Last Updated 14 years ago by Kenya Engineer

A textile maker, Rivatex East Africa has upgraded its machines to improve efficiency as it looks up to bigger markets. The factory owned by Moi University bought new equipment moving its production from 200 metres to 20,000 metres of cloth per day.

The university acquired the factory in 2007 after it collapsed at a cost of Sh250 million. The new machinery has reduced the need for the factory to hire more staff as well as increase orders. One such machine is the Autocoro S 360, a digital piecing tool which ensures that reports are generated electronically and settings are done through touch screen.

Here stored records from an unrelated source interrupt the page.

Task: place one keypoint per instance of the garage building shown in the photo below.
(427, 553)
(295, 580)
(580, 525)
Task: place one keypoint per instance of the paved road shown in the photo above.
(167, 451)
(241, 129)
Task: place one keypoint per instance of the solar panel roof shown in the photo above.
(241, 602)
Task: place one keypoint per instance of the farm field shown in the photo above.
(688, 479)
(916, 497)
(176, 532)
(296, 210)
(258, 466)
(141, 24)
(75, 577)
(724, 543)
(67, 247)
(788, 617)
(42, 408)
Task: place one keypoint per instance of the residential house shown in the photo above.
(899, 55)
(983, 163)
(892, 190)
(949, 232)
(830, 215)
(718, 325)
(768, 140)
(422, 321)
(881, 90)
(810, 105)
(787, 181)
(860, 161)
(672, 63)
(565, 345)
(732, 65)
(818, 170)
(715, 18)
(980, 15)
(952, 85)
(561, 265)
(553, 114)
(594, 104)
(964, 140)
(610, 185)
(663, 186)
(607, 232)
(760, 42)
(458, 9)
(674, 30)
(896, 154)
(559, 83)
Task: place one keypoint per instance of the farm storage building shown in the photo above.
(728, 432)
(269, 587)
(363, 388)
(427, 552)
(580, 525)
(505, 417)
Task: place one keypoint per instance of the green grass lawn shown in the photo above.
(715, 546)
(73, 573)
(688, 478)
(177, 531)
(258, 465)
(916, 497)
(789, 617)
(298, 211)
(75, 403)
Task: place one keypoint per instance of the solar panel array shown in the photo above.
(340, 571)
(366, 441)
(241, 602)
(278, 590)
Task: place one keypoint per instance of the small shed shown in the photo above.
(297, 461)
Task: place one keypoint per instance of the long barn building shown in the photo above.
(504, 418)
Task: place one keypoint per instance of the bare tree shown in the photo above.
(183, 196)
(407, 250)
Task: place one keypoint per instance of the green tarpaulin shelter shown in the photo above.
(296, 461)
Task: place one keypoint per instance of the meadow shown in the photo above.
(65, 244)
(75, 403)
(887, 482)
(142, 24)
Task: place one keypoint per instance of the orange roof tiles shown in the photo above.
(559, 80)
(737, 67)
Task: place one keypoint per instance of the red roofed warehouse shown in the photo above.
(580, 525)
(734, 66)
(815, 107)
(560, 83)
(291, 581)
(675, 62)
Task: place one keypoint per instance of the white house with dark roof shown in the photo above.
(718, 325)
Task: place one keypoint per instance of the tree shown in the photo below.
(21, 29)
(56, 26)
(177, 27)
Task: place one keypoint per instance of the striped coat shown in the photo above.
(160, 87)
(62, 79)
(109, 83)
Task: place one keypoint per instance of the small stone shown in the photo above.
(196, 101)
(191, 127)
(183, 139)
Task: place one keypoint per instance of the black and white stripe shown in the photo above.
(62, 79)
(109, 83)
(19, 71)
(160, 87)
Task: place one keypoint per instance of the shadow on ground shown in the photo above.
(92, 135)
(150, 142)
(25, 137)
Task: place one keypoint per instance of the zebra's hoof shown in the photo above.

Rivatex sells its products locally and in the region. Out of the 600 tonnes of cotton that the factory requires per year for optimum production, 250 tonnes are imported mainly from Uganda and Tanzania. Other than the dyes and other chemicals, the factory also imports about 80 tonnes of man-made fibres per year.
Expenses of dyes has however reduced following the discovery of a natural dye produced from tagetes minuta,a herb commonly referred to as Stinking Roger.It grows naturally in different parts of the country and seven colors including green, brown and orange-can be extracted from it.

The textile industry has a long way to go following closure of some factories. Some of those closed include the Mount Kenya Textiles and Kisumu Cotton Mills which collapsed in the 1990’s and are yet to be revived.